In this photo series — labeled “Yaakaar,” a Senegalese word meaning “hope” — Arpag recounts a trip to Senegal taken with his local parish while he was still a student at St. John’s. It focuses heavily on young people of the villages that he visited and how they interact with the bright colors and organic simplicity of their surroundings.

One of the most striking images on display features a child holding a 25 franc coin up to the center of the camera. They seem to show a faint smile. It is a look of pure, youthful optimism in a community ravaged by what might appear to be poverty in Western eyes.

In fact, every person and object depicted in the series exude a sense of lively energy. Even a plate of traditional food, placed on a purple and yellow-striped tablecloth, jumps out of the display case with such graphic and vivid focus.

The collection on display was only a small selection, but it was just enough to reinforce the mood that Arpag approached.

The exhibition was Vincentian by nature: an understated showing under just three glass panels, strategically placed between two grand rooms of books, completely silent and not trying to flash the crux of its humanitarian efforts to every person who breezes past.
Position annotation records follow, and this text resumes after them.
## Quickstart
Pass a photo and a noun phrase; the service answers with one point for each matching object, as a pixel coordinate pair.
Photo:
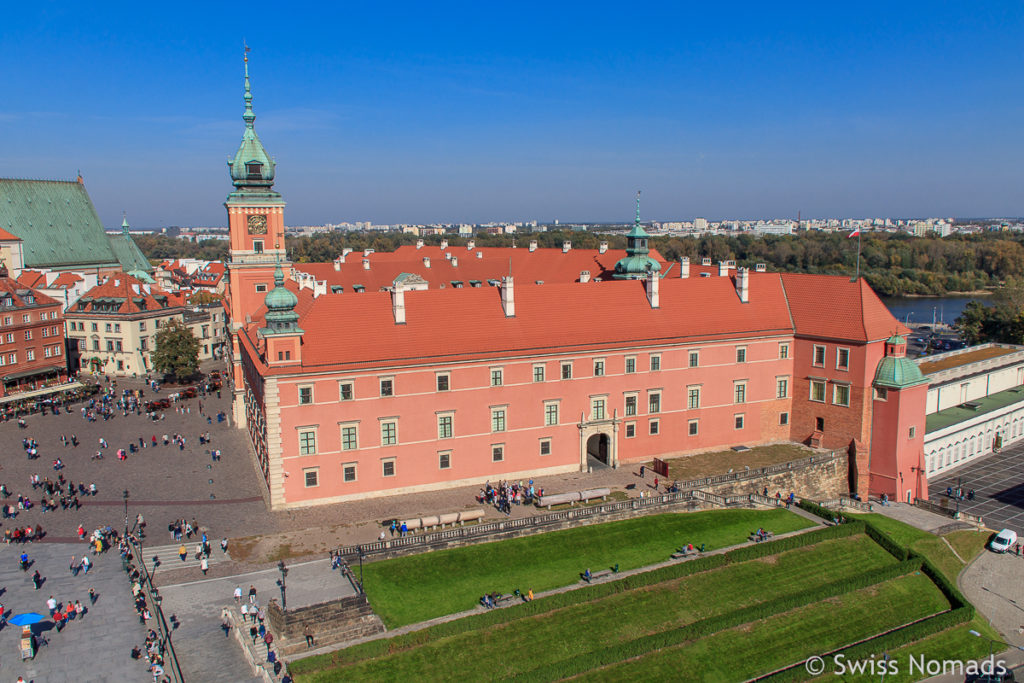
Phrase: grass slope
(762, 646)
(417, 588)
(553, 636)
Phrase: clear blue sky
(427, 112)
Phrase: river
(928, 309)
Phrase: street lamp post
(126, 511)
(361, 590)
(284, 586)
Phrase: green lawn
(553, 636)
(786, 638)
(417, 588)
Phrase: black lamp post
(126, 511)
(361, 590)
(284, 586)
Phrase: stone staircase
(336, 622)
(169, 558)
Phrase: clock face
(257, 224)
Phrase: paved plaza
(997, 481)
(95, 647)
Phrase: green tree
(177, 350)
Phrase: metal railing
(154, 598)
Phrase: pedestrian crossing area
(170, 559)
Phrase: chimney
(398, 304)
(650, 284)
(508, 297)
(743, 285)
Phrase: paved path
(204, 651)
(94, 648)
(997, 480)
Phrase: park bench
(684, 551)
(588, 578)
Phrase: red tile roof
(347, 331)
(128, 290)
(834, 307)
(548, 265)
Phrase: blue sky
(471, 112)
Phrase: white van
(1004, 541)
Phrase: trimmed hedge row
(646, 644)
(885, 643)
(384, 646)
(816, 509)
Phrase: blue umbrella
(27, 619)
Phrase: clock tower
(256, 229)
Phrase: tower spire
(248, 117)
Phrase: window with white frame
(349, 437)
(307, 441)
(781, 387)
(445, 422)
(389, 432)
(498, 419)
(539, 373)
(311, 477)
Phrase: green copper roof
(897, 373)
(128, 253)
(56, 222)
(637, 262)
(252, 167)
(281, 316)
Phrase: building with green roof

It is also a reminder of exactly what the students at St. John’s could do even before graduation day, so long as they keep the institution’s core values close to heart. The possibilities are limitless, but above all, there can be sacrifices put towards the betterment of others.

Even the capturing of these acts, as Alexander Arpag clearly demonstrates, can mean so much to a whole village, or a whole student body. After all, feeling is a major component of doing these works for others, and that feeling can become our call to action.